Parmi les critères de pénibilités reconnus et donnant droit à des points se trouvent le travail de nuit, le travail répétitif, les horaires alternants, le travail en milieu hyperbare, l’exposition au bruit ou à des températures extrêmes. Malgré l’opposition du patronat, quatre nouveaux critères ont été ajoutés à la liste en 2016 : la manutention manuelle de charges, les postures pénibles, les vibrations mécaniques (type marteau-piqueur) et les risques chimiques.

En 2016, le compte a concerné 797 000 personnes.
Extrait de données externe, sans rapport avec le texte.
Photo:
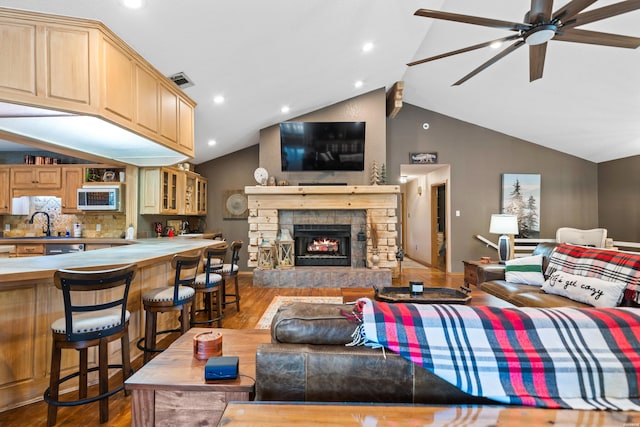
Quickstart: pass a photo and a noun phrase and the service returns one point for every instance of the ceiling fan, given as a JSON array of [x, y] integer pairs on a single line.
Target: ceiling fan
[[540, 25]]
Lire aussi : Le Compte Personnel d'Activité entre en vigueur

Qu’est-ce qu’on lui reproche ?

Déjà du temps de son passage au Ministère de l’Economie, Emmanuel Macron n’était pas un défenseur acharné de la cause du C3P. Lui qui se décrit comme « pragmatique » souhaitait que soit pris en compte aussi bien la voix des salariés que celles des patrons. Or, ces derniers rejettent la formule actuelle, qu’ils jugent trop compliquée. Le Medef va même jusqu’à la qualifier d’ « inapplicable ». Sont particulièrement pointés du doigt la multiplicité des critères qui couvrent de nombreux métiers, et augmentent donc les contraintes de nombre de patrons. Ce sont les plus petits (TPE-PME) qui sont les plus virulents contre cette « usine à gaz » qu’ils accusent d’alourdir des obligations administratives déjà étouffantes. « Les conditions d’application apparaissent beaucoup trop compliquées », reconnaissaient déjà en 2014 Emmanuel Macron. « Il faut garder l’idée, mais il faut un groupe de travail pour rendre [le compte] supportable pour les chefs d’entreprise. »


Quels changements sont à prévoir ?

Interrogé lors de la campagne sur le sort qu’il comptait réserver au C3P, E. Macron avait fait un aveu inattendu. « Je n’aime pas le terme [pénibilité]. Il induit que le travail est une douleur. » Fidèle à sa marotte, le « candidat du travail » va amputer le C3P, qui deviendra sobrement le « compte de prévention ». Ça, c’est pour la forme.

 

Sur le fond, le gouvernement souhaite couper la poire en deux entre syndicats et patronat. S’il réaffirme son attachement au compte, il limite cependant à six les critères donnant droit à un départ anticipé à la retraite : le travail de nuit, le travail répétitif, les horaires alternants, le travail en milieu hyperbare, l’exposition au bruit ou à des températures extrêmes. Les autres critères de pénibilité pourront encore bénéficier d’un départ anticipé, mais uniquement lorsqu’a été reconnue une « maladie professionnelle dont le taux d’incapacité permanent excède 10 % ».

Enfin, le compte ne sera plus financé par des cotisations patronales, mais par la branche "accident du travail / maladie professionnelle" de la sécurité sociale.